Bank Street College of Education is a private, nonprofit educational institution located in Manhattan, New York City. The College includes a Graduate School, an on-site independent School for Children, professional development and social programs, and partnerships with school districts, colleges, museums and cultural institutions, hospitals, community service organizations, and educational media corporations.
Accreditation
Bank Street Graduate School of Education is accredited by the Regents Accreditation of Teacher Education (RATE) and by the Middle States Association of Colleges and Schools. It holds membership in the Association of Independent Colleges and Universities of the State of New York, the Council of Higher Education Institutions in New York City, the American Association of Colleges for Teacher Education, and the American Council on Education. Bank Street has also been accepted as a formal candidate for accreditation with the National Council for Accreditation of Teacher Education (NCATE).

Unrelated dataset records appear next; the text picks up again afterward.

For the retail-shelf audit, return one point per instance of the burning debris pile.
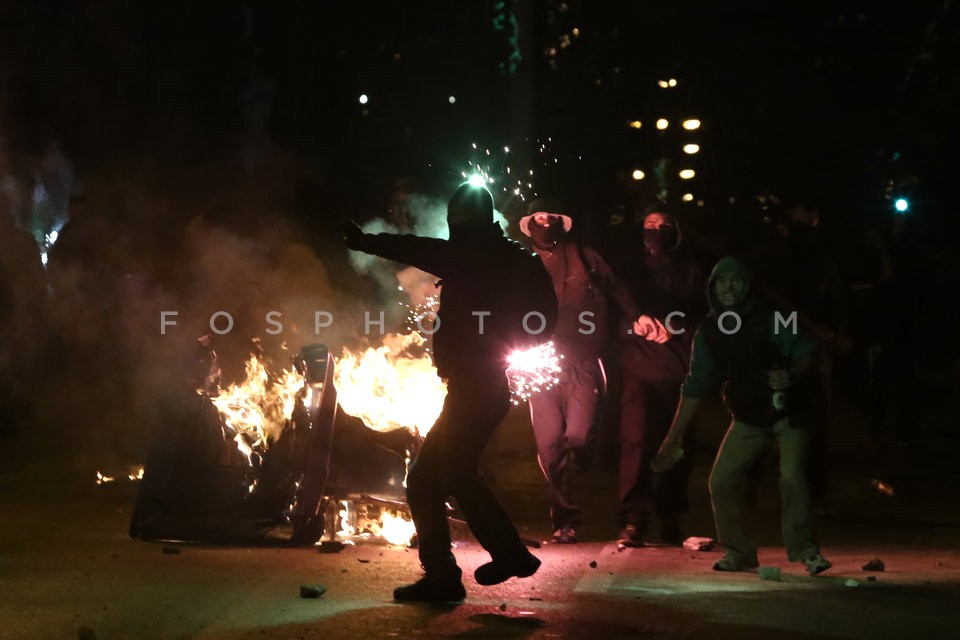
(247, 463)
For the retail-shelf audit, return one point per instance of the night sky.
(821, 102)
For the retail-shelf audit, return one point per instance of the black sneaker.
(436, 587)
(498, 571)
(565, 535)
(631, 536)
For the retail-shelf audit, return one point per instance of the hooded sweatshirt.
(738, 361)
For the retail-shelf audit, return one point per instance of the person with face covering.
(667, 282)
(762, 363)
(563, 416)
(478, 266)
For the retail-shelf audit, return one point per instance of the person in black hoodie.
(764, 365)
(483, 276)
(668, 283)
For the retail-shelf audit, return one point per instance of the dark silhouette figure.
(482, 273)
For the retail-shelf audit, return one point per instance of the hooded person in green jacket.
(763, 364)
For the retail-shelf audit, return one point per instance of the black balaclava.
(469, 211)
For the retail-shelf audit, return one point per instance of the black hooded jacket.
(480, 271)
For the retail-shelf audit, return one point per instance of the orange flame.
(389, 387)
(396, 529)
(257, 409)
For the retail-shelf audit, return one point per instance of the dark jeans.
(562, 419)
(448, 465)
(647, 409)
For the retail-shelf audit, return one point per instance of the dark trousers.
(647, 409)
(562, 419)
(448, 465)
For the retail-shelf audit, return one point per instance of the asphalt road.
(68, 569)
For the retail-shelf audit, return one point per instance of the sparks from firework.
(533, 370)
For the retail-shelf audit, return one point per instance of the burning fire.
(390, 387)
(532, 370)
(257, 409)
(396, 529)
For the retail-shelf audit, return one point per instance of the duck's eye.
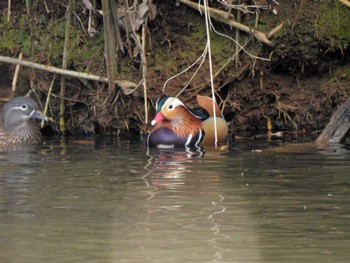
(24, 106)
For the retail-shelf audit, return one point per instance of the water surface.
(116, 201)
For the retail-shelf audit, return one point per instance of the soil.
(304, 80)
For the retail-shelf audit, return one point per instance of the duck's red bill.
(159, 117)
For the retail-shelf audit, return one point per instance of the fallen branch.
(229, 19)
(345, 2)
(337, 130)
(125, 85)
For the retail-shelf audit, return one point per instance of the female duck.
(177, 125)
(18, 128)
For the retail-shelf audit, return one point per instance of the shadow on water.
(117, 201)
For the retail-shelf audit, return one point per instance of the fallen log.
(229, 19)
(125, 85)
(338, 128)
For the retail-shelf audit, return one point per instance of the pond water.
(116, 201)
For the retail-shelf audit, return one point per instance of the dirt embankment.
(306, 76)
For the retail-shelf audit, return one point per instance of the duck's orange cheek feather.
(159, 117)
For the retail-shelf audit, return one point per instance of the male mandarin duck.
(177, 125)
(18, 128)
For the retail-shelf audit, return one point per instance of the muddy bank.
(306, 78)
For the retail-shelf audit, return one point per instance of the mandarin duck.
(18, 128)
(177, 125)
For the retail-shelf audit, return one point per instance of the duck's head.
(18, 111)
(167, 108)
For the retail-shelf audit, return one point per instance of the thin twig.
(345, 2)
(207, 18)
(15, 76)
(144, 69)
(48, 100)
(221, 16)
(64, 66)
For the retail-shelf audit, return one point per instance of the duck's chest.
(165, 136)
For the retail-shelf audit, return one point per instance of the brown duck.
(18, 128)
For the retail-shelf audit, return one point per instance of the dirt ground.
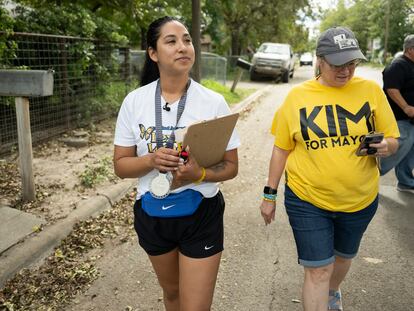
(57, 171)
(101, 267)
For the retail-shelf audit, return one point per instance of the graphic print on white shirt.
(136, 125)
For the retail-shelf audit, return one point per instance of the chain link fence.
(91, 78)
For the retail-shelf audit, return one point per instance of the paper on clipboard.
(208, 139)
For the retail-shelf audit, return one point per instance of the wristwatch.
(269, 190)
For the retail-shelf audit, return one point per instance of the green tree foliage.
(367, 19)
(247, 24)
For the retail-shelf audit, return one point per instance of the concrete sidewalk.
(21, 246)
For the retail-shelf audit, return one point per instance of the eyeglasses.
(350, 66)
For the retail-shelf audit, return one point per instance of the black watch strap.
(269, 190)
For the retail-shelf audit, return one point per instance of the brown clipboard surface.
(208, 139)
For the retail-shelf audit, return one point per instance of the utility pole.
(387, 27)
(195, 34)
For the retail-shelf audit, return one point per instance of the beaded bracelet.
(269, 197)
(203, 175)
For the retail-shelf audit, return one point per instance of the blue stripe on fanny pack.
(180, 204)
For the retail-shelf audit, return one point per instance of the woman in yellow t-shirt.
(331, 194)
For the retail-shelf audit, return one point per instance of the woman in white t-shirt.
(179, 208)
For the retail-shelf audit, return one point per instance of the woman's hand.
(187, 172)
(386, 147)
(268, 210)
(165, 159)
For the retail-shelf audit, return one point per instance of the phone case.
(372, 138)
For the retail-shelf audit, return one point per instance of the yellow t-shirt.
(322, 127)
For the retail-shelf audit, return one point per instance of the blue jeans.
(403, 159)
(320, 235)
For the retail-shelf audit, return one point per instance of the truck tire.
(253, 76)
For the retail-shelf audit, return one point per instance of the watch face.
(268, 190)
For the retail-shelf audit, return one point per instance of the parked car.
(306, 59)
(273, 60)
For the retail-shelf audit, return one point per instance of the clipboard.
(208, 139)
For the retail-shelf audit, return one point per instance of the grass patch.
(231, 98)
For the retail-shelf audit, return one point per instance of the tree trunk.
(235, 38)
(143, 38)
(195, 34)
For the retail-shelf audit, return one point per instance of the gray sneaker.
(405, 189)
(335, 300)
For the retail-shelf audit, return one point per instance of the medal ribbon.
(158, 116)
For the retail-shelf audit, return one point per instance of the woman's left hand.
(187, 172)
(382, 149)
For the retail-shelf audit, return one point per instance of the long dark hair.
(150, 71)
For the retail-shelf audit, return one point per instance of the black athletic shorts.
(198, 236)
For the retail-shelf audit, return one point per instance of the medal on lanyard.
(160, 185)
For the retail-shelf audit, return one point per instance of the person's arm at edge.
(396, 96)
(128, 165)
(276, 168)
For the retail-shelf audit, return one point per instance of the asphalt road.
(259, 270)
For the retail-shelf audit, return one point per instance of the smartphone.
(372, 138)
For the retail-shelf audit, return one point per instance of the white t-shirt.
(135, 125)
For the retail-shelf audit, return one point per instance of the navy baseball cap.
(338, 46)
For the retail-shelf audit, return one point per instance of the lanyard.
(158, 116)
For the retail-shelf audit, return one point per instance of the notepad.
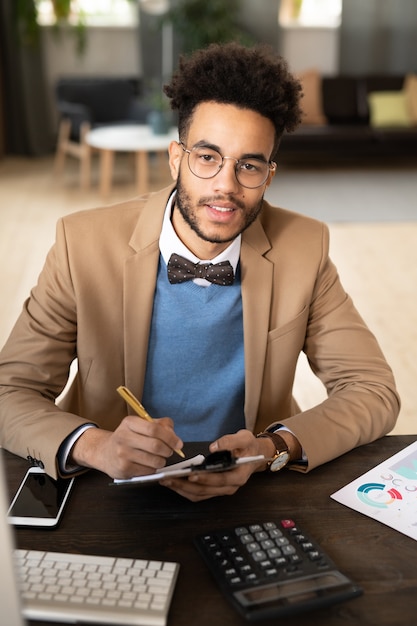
(388, 492)
(221, 461)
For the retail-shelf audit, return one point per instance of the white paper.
(387, 493)
(183, 468)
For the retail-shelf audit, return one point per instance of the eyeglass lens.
(206, 163)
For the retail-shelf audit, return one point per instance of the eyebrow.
(250, 155)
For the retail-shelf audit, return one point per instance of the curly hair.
(250, 78)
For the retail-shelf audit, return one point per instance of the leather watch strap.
(281, 450)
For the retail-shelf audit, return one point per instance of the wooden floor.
(377, 262)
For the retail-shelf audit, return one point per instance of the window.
(94, 12)
(310, 12)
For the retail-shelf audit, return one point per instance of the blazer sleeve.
(362, 403)
(35, 365)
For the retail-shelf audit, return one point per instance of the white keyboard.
(63, 587)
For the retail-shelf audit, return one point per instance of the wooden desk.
(153, 522)
(136, 138)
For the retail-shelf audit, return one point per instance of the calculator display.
(292, 591)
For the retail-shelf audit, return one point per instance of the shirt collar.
(169, 242)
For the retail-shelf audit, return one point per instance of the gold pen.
(134, 403)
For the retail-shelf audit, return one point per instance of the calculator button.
(252, 547)
(246, 538)
(287, 523)
(255, 528)
(274, 553)
(261, 536)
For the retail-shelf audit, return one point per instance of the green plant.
(66, 14)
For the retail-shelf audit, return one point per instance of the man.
(218, 358)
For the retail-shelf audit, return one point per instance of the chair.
(84, 103)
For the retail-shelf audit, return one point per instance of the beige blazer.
(93, 302)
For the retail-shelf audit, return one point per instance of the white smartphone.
(40, 499)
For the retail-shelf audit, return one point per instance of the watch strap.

Bank Street School for Children is accredited through the New York State Association of Independent Schools.
History
Bank Street was founded in 1916 by Lucy Sprague Mitchell as the Bureau of Educational Experiments. (Mitchell was the first Dean of Women at the University of California, Berkeley). Its original focus was the study of child development and education, and in 1918 a nursery school was opened. This nursery school is the direct predecessor of today's School for Children. The college gets its name from its former location on Bank Street in Greenwich Village. It moved to its current location on the Upper West Side in the early 1970s. In the 1930s, Bank Street began to formally train teachers, the start of today's Bank Street College of Education.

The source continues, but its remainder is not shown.